Je râle sur mon heure matinale de réveil, certes, mais la nuit qui précède le lever dans une maison silencieuse (oui, car ces fourbes d’hôtes dorment) est PIRE.
23h03 : Le Mâle et moi-même saluons nos hôtes avec de misérables excuses (« non, mais on est crevés là » , « bah, on est levés depuis 6h30 aussi, c’est pour ça). Nos hôtes comprennent (sont polis surtout).
23h09 : les dents sont brossées en silence et les pyjamas sont introuvables (restés dans la chambre évidemment).
23h11 : armée de mon portable, je cherche mon pyjama dans la valise.
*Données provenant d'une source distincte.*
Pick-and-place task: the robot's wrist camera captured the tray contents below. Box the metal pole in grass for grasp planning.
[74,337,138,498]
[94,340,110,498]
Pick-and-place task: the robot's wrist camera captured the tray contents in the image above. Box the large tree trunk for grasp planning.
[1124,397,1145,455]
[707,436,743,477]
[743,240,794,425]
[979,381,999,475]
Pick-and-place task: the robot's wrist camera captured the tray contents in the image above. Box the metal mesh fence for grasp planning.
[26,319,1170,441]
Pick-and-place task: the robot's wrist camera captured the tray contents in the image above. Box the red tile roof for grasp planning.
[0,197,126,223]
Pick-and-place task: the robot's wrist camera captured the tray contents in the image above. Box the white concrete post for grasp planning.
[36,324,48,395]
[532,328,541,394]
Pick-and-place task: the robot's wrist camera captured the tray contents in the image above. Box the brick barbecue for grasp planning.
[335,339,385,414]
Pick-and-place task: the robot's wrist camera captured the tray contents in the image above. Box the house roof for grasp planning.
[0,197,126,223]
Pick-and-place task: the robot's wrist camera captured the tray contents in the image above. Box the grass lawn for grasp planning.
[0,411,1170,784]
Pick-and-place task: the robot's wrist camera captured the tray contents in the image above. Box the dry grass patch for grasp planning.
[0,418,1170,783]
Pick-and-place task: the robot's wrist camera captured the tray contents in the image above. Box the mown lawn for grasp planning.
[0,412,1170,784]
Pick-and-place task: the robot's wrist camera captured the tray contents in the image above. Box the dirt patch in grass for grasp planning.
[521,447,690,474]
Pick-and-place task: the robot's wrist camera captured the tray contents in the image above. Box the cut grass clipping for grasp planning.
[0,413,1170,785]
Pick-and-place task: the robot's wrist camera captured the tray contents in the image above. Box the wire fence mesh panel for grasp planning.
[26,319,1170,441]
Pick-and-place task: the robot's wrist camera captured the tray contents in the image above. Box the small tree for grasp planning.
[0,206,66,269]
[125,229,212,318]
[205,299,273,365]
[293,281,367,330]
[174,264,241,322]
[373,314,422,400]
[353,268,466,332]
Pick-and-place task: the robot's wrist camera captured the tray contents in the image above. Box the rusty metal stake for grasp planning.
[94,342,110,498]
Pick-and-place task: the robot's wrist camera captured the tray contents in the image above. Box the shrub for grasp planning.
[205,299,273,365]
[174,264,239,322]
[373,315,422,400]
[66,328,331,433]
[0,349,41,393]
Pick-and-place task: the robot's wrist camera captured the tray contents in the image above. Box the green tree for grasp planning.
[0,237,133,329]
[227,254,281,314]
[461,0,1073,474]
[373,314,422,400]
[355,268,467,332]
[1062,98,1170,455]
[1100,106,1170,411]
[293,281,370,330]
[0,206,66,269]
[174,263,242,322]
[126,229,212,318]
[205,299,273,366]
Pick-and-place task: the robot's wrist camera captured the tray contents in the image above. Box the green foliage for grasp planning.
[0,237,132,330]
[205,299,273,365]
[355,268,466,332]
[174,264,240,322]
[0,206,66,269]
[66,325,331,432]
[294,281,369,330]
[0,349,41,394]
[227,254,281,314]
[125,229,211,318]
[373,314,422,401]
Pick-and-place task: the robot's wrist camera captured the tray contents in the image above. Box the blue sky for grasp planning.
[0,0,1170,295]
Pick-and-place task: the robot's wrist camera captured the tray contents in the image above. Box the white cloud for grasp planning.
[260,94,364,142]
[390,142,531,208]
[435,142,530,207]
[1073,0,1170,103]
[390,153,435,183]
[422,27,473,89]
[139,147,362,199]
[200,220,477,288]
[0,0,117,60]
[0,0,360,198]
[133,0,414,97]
Un nain bouge dans son sommeil. Je reste en mode samouraï au dessus de ma valise. En apnée.
23h12 : j’ai trouvé une culotte et un tshirt du Mâle, ça fera l’affaire. En voulant rallumer mon portable, j’ai lancé le mode « sioupère fort » (genre extérieur) et ça fait un gros BIP. Mode samouraï ré-enclanché.
23h13 : Le Mâle entre dans la chambre et me chuchote un truc légèrement agressif du genre « putain, mais quel bordel tu fous là ». Sauf que le Mâle ne sait pas chuchoter et il réveille un nain.
23h14 : le nain se rendort en poulet. Il n’est même plus sur son matelas mais a roulé sur le plancher comme un pouilleux.

23h15 : on se marre avec le Mâle et on songe à prendre une photo (en faisant semblant de lui mettre une vieille bouteille de bière à côté de lui).
23h16 : on se reprend, il est déjà 23h16 et on n’a pas de bouteille de bière dans la chambre (ça doit d’ailleurs être la seule chose absente dans notre bordel de manouches).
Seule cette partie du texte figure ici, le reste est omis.